San Miguel et al evaluated the impact of dynamic, rather than single-point, assessment of measurable/minimal residual disease (MRD) by next-generation sequencing at a sensitivity of 10−5 during remission on outcome in over 1400 patients in 2 randomized trials of first-line myeloma therapy. MRD negativity sustained over 12 months is associated with superior progression-free survival over either MRD positivity or nonsustained MRD negativity, regardless of frontline treatment regimen.

HEMATOPOIESIS AND STEM CELLS

Increased cellular pH is recognized as a metabolic adaptation by malignant cells. Man and colleagues report that cellular proton balance regulates the proliferation of hematopoietic progenitors and that this is enhanced in acute myeloid leukemia (AML) cells through overexpression of the monocarboxylate transporter MCT4. Inhibition of proton export eradicates leukemia-initiating cells in vivo but does not affect normal hemopoiesis, suggesting a future therapeutic approach for AML.

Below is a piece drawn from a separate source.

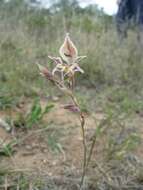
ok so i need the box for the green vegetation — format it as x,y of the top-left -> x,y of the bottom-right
0,0 -> 143,189
25,98 -> 54,128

IMMUNOBIOLOGY AND IMMUNOTHERAPY

Funk et al report a potential solution to the problem of exhausted T cells in patients with chronic lymphocytic leukemia (CLL) limiting the efficacy of autologous chimeric antigen receptor (CAR) T-cell therapy. Adding the PI3Kδ/γ inhibitor duvelisib to CAR T-cell cultures from these patients enriches T-stem cell memory and CD8+ CAR T-cell generation and increases in vivo cellular expansion and anti-CLL activity in model systems. This approach is amenable to clinical testing.

LYMPHOID NEOPLASIA

MYELOID NEOPLASIA

THROMBOSIS AND HEMOSTASIS

von Willebrand factor (VWF) platelet-binding activity is proteolytically regulated by ADAMTS13, with congenital or acquired deficiency in ADAMTS13 causing thrombotic thrombocytopenic purpura (TTP) due to an increase in thrombogenic VWF multimer lengths. de Maat and colleagues describe a novel thrombolytic agent that fuses the protease domain of urokinase and a VWF-binding nanobody, thereby targeting plasminogen activation to the VWF surface and degrading fibrin-poor microthrombi. They report amelioration of disease without perturbation of hemostasis in a murine model of TTP.

TRANSPLANTATION

McCurdy et al provide a comprehensive analysis of immune reconstitution after haploidentical and sibling donor allografts using posttransplant cyclophosphamide (PTCy) as graft-versus-host disease (GVHD) prophylaxis. Speed of conventional CD4+ T cell recovery and activation and metabolic signatures are risk markers for acute GVHD. Early natural killer (NK) cell recovery is associated with less relapse, while loss of NK and CD8+ T-cell inflammatory signaling predominates in relapsing patients. These data may inform future interventions following PTCy to improve outcomes.

LETTERS TO BLOOD

Chin and colleagues used detailed mutational analysis of aged mice and transplantation to evaluate the mouse as a model of clonal hematopoiesis (CH). Their data suggest that while murine hematopoietic stem cells acquire mutations in CH-associated genes when aged and CH clones can expand after transplantation (as in humans), these are rare events. Nevertheless, genetically manipulated murine models mimicking human CH are feasible and may prove useful in the future.